Guru Honorer Ditangkap di Tempat Kosnya Nekat Edarkan Narkoba

Mataram, flashlombok.com – Nasib sial dialami seorang guru honorer berinisial ILI (29), karena nekat nyambil sebagai pengedar narkoba, ditangkap Satresnarkoba Polresta Mataram, di sebuah tempat kos-kosan. Polisi menyita shabu-sabhu seberat 0,55 gram yang siap edar.
Selain menyita narkoba jenis sabhu yang disimpan di dalam tas milik pelaku, disita juga timbangan digital serta plastik klip kosong. Pada saat penangkapan ini disaksikan oleh aparat lingkungan setempat.
Kasat Narkoba Polresta Mataram, AKP I Gusti Ngurah Bagus Suputra, SH., MH., menjelaskan, kalau pelaku ditangkap Sabtu (18/01/2025).

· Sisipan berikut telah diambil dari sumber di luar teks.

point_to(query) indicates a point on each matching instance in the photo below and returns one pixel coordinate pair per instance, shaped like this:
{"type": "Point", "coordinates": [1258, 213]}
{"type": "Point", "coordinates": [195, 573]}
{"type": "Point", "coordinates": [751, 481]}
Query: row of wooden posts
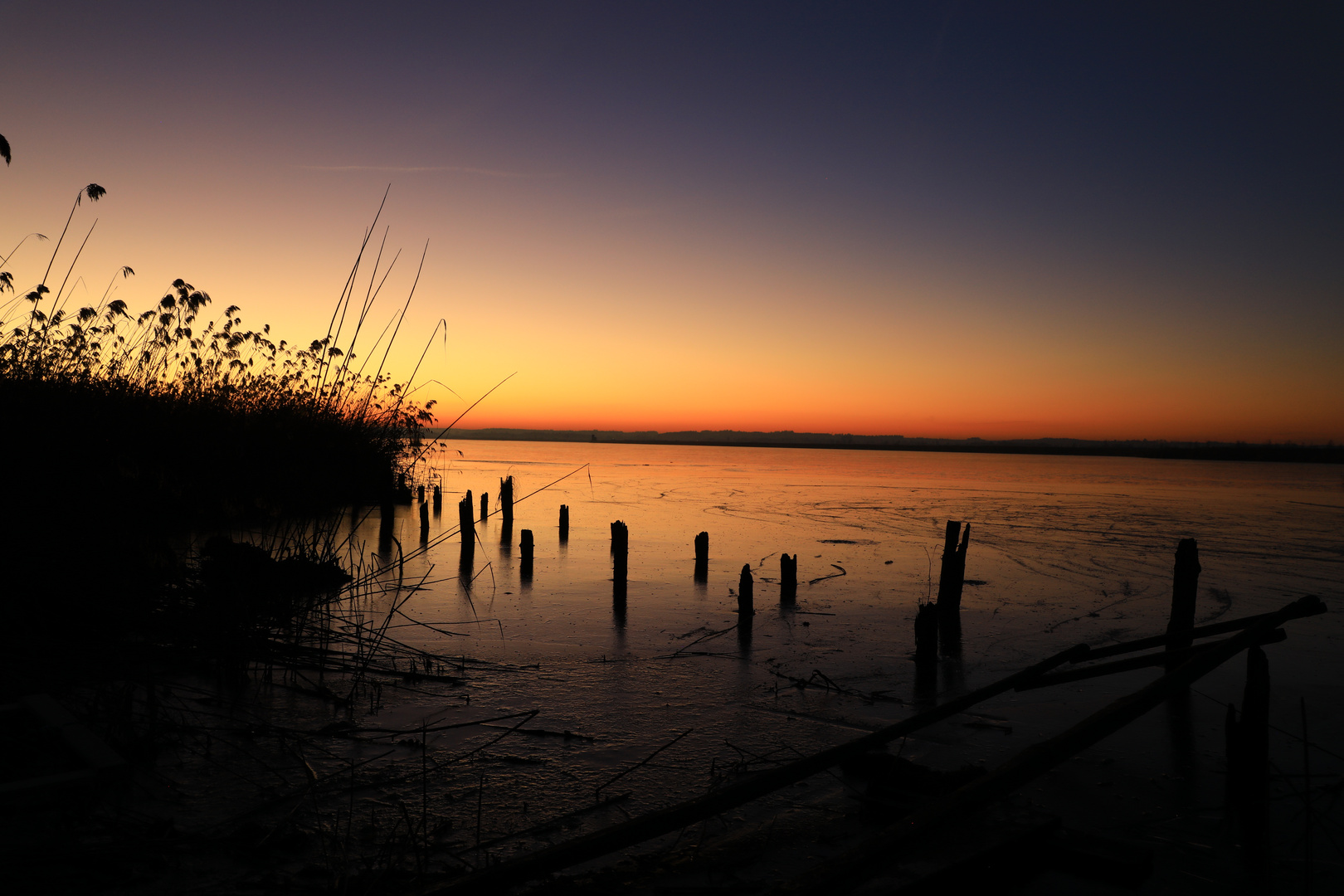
{"type": "Point", "coordinates": [938, 631]}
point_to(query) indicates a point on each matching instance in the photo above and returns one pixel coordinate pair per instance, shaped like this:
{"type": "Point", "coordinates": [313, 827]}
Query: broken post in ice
{"type": "Point", "coordinates": [746, 606]}
{"type": "Point", "coordinates": [620, 553]}
{"type": "Point", "coordinates": [507, 499]}
{"type": "Point", "coordinates": [926, 635]}
{"type": "Point", "coordinates": [702, 557]}
{"type": "Point", "coordinates": [386, 514]}
{"type": "Point", "coordinates": [951, 579]}
{"type": "Point", "coordinates": [464, 520]}
{"type": "Point", "coordinates": [788, 578]}
{"type": "Point", "coordinates": [746, 603]}
{"type": "Point", "coordinates": [526, 548]}
{"type": "Point", "coordinates": [1185, 589]}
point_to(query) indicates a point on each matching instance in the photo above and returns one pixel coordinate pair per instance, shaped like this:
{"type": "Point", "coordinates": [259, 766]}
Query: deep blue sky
{"type": "Point", "coordinates": [1163, 165]}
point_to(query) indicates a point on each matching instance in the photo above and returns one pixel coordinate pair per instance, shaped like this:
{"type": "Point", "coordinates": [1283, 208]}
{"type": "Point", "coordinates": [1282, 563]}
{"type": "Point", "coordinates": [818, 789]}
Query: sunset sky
{"type": "Point", "coordinates": [1003, 221]}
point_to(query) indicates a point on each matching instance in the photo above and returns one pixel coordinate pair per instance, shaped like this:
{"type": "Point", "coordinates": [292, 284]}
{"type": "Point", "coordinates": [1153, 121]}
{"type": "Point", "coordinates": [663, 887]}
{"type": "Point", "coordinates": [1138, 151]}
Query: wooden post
{"type": "Point", "coordinates": [386, 516]}
{"type": "Point", "coordinates": [464, 519]}
{"type": "Point", "coordinates": [951, 579]}
{"type": "Point", "coordinates": [620, 551]}
{"type": "Point", "coordinates": [926, 633]}
{"type": "Point", "coordinates": [746, 587]}
{"type": "Point", "coordinates": [464, 524]}
{"type": "Point", "coordinates": [1185, 589]}
{"type": "Point", "coordinates": [527, 553]}
{"type": "Point", "coordinates": [788, 578]}
{"type": "Point", "coordinates": [1233, 779]}
{"type": "Point", "coordinates": [507, 499]}
{"type": "Point", "coordinates": [1253, 761]}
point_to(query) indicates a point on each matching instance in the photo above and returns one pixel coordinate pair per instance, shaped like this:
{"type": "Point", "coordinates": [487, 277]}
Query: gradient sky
{"type": "Point", "coordinates": [1093, 221]}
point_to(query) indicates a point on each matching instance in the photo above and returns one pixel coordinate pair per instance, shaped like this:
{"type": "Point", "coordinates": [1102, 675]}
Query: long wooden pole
{"type": "Point", "coordinates": [851, 867]}
{"type": "Point", "coordinates": [656, 824]}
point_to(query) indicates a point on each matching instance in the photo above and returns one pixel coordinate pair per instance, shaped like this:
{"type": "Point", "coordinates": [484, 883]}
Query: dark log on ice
{"type": "Point", "coordinates": [1309, 607]}
{"type": "Point", "coordinates": [507, 499]}
{"type": "Point", "coordinates": [746, 596]}
{"type": "Point", "coordinates": [1135, 663]}
{"type": "Point", "coordinates": [665, 821]}
{"type": "Point", "coordinates": [788, 578]}
{"type": "Point", "coordinates": [854, 865]}
{"type": "Point", "coordinates": [926, 635]}
{"type": "Point", "coordinates": [1252, 776]}
{"type": "Point", "coordinates": [526, 550]}
{"type": "Point", "coordinates": [1185, 590]}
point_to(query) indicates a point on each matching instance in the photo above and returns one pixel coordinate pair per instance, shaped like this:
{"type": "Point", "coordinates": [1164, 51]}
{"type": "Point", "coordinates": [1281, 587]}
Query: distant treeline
{"type": "Point", "coordinates": [1281, 451]}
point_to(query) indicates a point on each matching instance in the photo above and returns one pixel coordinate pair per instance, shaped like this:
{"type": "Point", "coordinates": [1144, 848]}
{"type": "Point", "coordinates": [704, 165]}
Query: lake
{"type": "Point", "coordinates": [1064, 550]}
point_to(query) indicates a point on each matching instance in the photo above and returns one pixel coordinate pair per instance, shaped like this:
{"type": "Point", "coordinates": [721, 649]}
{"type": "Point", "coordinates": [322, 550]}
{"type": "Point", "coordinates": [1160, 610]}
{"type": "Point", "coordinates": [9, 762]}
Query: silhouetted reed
{"type": "Point", "coordinates": [128, 431]}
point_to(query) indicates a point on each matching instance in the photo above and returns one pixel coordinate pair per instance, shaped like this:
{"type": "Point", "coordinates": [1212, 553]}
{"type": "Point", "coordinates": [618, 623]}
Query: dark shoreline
{"type": "Point", "coordinates": [1278, 453]}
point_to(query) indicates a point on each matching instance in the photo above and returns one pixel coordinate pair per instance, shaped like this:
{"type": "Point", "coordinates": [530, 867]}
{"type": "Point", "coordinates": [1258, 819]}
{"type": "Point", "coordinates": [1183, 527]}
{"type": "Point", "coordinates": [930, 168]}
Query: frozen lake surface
{"type": "Point", "coordinates": [1064, 550]}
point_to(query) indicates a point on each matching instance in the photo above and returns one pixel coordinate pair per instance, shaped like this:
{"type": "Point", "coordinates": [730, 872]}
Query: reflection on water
{"type": "Point", "coordinates": [1066, 550]}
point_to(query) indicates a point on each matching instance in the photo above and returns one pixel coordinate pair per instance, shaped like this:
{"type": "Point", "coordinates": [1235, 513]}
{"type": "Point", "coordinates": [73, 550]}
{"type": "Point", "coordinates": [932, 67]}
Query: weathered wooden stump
{"type": "Point", "coordinates": [788, 578]}
{"type": "Point", "coordinates": [702, 558]}
{"type": "Point", "coordinates": [526, 550]}
{"type": "Point", "coordinates": [507, 499]}
{"type": "Point", "coordinates": [1185, 590]}
{"type": "Point", "coordinates": [951, 582]}
{"type": "Point", "coordinates": [620, 553]}
{"type": "Point", "coordinates": [464, 520]}
{"type": "Point", "coordinates": [746, 597]}
{"type": "Point", "coordinates": [1252, 776]}
{"type": "Point", "coordinates": [926, 635]}
{"type": "Point", "coordinates": [386, 518]}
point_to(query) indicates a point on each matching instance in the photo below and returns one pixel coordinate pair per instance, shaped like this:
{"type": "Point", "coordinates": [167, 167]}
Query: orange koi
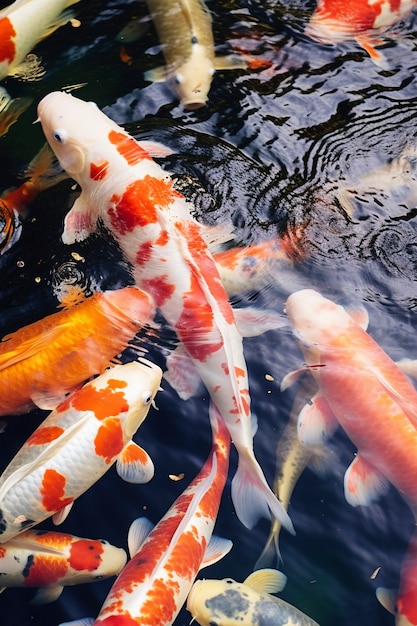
{"type": "Point", "coordinates": [42, 362]}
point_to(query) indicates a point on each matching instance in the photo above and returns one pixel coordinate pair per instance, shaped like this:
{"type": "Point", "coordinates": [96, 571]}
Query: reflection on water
{"type": "Point", "coordinates": [316, 142]}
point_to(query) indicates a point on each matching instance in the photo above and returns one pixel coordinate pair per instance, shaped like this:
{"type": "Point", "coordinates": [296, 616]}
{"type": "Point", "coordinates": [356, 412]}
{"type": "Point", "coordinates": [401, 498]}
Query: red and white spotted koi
{"type": "Point", "coordinates": [364, 20]}
{"type": "Point", "coordinates": [151, 221]}
{"type": "Point", "coordinates": [153, 586]}
{"type": "Point", "coordinates": [23, 24]}
{"type": "Point", "coordinates": [76, 445]}
{"type": "Point", "coordinates": [53, 560]}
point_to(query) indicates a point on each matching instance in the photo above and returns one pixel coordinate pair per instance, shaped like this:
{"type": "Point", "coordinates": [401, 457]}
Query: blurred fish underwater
{"type": "Point", "coordinates": [312, 145]}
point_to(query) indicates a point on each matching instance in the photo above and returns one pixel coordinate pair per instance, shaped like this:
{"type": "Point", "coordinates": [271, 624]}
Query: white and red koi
{"type": "Point", "coordinates": [22, 25]}
{"type": "Point", "coordinates": [365, 392]}
{"type": "Point", "coordinates": [151, 221]}
{"type": "Point", "coordinates": [363, 20]}
{"type": "Point", "coordinates": [153, 586]}
{"type": "Point", "coordinates": [76, 445]}
{"type": "Point", "coordinates": [53, 560]}
{"type": "Point", "coordinates": [42, 362]}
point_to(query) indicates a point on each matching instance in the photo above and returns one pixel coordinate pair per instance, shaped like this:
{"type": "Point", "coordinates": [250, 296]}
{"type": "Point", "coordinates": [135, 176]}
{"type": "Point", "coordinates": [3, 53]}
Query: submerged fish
{"type": "Point", "coordinates": [364, 20]}
{"type": "Point", "coordinates": [151, 221]}
{"type": "Point", "coordinates": [22, 25]}
{"type": "Point", "coordinates": [229, 603]}
{"type": "Point", "coordinates": [185, 32]}
{"type": "Point", "coordinates": [153, 586]}
{"type": "Point", "coordinates": [52, 560]}
{"type": "Point", "coordinates": [42, 362]}
{"type": "Point", "coordinates": [379, 415]}
{"type": "Point", "coordinates": [76, 444]}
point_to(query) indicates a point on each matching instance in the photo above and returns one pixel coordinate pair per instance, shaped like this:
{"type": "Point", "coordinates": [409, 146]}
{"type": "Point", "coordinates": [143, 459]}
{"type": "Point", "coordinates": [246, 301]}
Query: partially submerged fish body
{"type": "Point", "coordinates": [185, 32]}
{"type": "Point", "coordinates": [231, 603]}
{"type": "Point", "coordinates": [23, 24]}
{"type": "Point", "coordinates": [42, 362]}
{"type": "Point", "coordinates": [76, 445]}
{"type": "Point", "coordinates": [151, 221]}
{"type": "Point", "coordinates": [153, 586]}
{"type": "Point", "coordinates": [334, 21]}
{"type": "Point", "coordinates": [53, 560]}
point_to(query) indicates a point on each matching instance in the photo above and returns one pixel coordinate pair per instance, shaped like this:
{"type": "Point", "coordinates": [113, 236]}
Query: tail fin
{"type": "Point", "coordinates": [253, 498]}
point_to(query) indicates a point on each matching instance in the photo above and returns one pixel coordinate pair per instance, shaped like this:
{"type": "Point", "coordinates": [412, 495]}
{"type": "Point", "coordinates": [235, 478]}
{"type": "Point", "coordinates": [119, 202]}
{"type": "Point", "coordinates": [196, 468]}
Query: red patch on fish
{"type": "Point", "coordinates": [108, 442]}
{"type": "Point", "coordinates": [98, 170]}
{"type": "Point", "coordinates": [138, 205]}
{"type": "Point", "coordinates": [43, 435]}
{"type": "Point", "coordinates": [104, 402]}
{"type": "Point", "coordinates": [53, 491]}
{"type": "Point", "coordinates": [86, 555]}
{"type": "Point", "coordinates": [159, 288]}
{"type": "Point", "coordinates": [7, 45]}
{"type": "Point", "coordinates": [45, 570]}
{"type": "Point", "coordinates": [128, 147]}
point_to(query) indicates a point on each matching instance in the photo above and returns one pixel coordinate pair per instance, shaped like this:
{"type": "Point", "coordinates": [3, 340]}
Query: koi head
{"type": "Point", "coordinates": [73, 129]}
{"type": "Point", "coordinates": [193, 78]}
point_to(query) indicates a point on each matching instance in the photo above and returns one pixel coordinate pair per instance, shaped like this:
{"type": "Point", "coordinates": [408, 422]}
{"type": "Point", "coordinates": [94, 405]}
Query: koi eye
{"type": "Point", "coordinates": [147, 397]}
{"type": "Point", "coordinates": [60, 135]}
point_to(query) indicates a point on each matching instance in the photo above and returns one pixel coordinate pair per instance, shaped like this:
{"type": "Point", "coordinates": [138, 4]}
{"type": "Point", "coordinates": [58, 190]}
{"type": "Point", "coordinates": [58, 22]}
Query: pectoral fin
{"type": "Point", "coordinates": [363, 482]}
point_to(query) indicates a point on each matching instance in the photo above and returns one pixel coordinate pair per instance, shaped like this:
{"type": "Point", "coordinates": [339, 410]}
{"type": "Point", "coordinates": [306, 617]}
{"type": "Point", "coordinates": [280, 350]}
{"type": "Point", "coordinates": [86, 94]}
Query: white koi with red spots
{"type": "Point", "coordinates": [76, 445]}
{"type": "Point", "coordinates": [135, 199]}
{"type": "Point", "coordinates": [364, 391]}
{"type": "Point", "coordinates": [53, 560]}
{"type": "Point", "coordinates": [153, 586]}
{"type": "Point", "coordinates": [23, 24]}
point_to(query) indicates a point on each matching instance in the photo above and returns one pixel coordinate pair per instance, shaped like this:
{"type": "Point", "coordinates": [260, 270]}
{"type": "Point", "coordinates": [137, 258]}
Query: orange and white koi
{"type": "Point", "coordinates": [364, 20]}
{"type": "Point", "coordinates": [153, 586]}
{"type": "Point", "coordinates": [185, 31]}
{"type": "Point", "coordinates": [379, 415]}
{"type": "Point", "coordinates": [151, 221]}
{"type": "Point", "coordinates": [42, 362]}
{"type": "Point", "coordinates": [76, 444]}
{"type": "Point", "coordinates": [22, 25]}
{"type": "Point", "coordinates": [53, 560]}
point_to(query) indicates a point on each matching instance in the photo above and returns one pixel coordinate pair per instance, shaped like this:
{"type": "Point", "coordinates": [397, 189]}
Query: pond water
{"type": "Point", "coordinates": [317, 143]}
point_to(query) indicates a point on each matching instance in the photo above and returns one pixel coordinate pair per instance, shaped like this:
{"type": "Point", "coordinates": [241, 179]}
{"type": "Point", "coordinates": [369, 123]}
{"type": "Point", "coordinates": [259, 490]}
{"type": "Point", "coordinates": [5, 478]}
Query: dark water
{"type": "Point", "coordinates": [275, 151]}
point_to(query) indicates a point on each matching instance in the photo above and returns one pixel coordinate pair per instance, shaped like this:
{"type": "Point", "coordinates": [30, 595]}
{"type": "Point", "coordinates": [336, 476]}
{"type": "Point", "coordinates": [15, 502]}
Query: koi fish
{"type": "Point", "coordinates": [230, 603]}
{"type": "Point", "coordinates": [153, 586]}
{"type": "Point", "coordinates": [185, 32]}
{"type": "Point", "coordinates": [334, 21]}
{"type": "Point", "coordinates": [52, 560]}
{"type": "Point", "coordinates": [151, 221]}
{"type": "Point", "coordinates": [22, 25]}
{"type": "Point", "coordinates": [76, 444]}
{"type": "Point", "coordinates": [42, 362]}
{"type": "Point", "coordinates": [381, 418]}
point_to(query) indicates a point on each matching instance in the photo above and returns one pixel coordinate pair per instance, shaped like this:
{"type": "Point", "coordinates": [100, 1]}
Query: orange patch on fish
{"type": "Point", "coordinates": [53, 491]}
{"type": "Point", "coordinates": [86, 555]}
{"type": "Point", "coordinates": [45, 570]}
{"type": "Point", "coordinates": [98, 170]}
{"type": "Point", "coordinates": [7, 45]}
{"type": "Point", "coordinates": [108, 442]}
{"type": "Point", "coordinates": [104, 402]}
{"type": "Point", "coordinates": [44, 434]}
{"type": "Point", "coordinates": [129, 149]}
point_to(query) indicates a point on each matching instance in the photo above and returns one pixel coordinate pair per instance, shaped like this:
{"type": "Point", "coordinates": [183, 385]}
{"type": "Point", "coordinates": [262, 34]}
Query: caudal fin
{"type": "Point", "coordinates": [252, 496]}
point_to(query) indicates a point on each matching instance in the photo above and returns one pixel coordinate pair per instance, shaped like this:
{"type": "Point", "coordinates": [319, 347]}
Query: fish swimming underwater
{"type": "Point", "coordinates": [42, 362]}
{"type": "Point", "coordinates": [153, 586]}
{"type": "Point", "coordinates": [185, 32]}
{"type": "Point", "coordinates": [229, 603]}
{"type": "Point", "coordinates": [76, 444]}
{"type": "Point", "coordinates": [22, 25]}
{"type": "Point", "coordinates": [364, 20]}
{"type": "Point", "coordinates": [379, 415]}
{"type": "Point", "coordinates": [53, 560]}
{"type": "Point", "coordinates": [151, 221]}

Dan pelaku diduga kerap melakukan transaksi Narkoba di tempat kosnya di Karang Teruna.
“Pengungkapan ini merupakan hasil penyelidikan intensif dari Tim Opsnal kami. Terduga saat itu ditemukan berada di lokasi yang telah kami pantau sebelumnya,” jelas Ngurah, Minggu (19/1/2025).
Dari tes urine yang dilakukan menunjukkan ILJ positif mengandung Methamphetamine, memperkuat dugaan bahwa ia merupakan pengedar sekaligus pengguna Narkoba. Tak berhenti di situ, petugas juga melakukan penggeledahan di rumah sesuai alamat KTP nya ILJ, yang berlokasi di Kelurahan Karang Baru, Selaparang. Di lokasi tersebut, tim mengamankan alat hisap shabu (bong), klip bening kosong, dan pipa kaca yang diduga digunakan untuk mengonsumsi shabu.
“Saat ini, terduga sedang menjalani pemeriksaan intensif untuk mengungkap sumber barang haram tersebut. Kami akan terus mendalami kasus ini guna memberantas jaringan Narkoba yang ada di Kota Mataram” tambah Ngurah.
Atas perbuatannya, ILJ dijerat Pasal 112 ayat (1) dan atau Pasal 114 ayat (1) Undang-Undang Nomor 35 Tahun 2009 tentang Narkotika. Ia terancam hukuman penjara minimal empat tahun. (pmtr19/r01).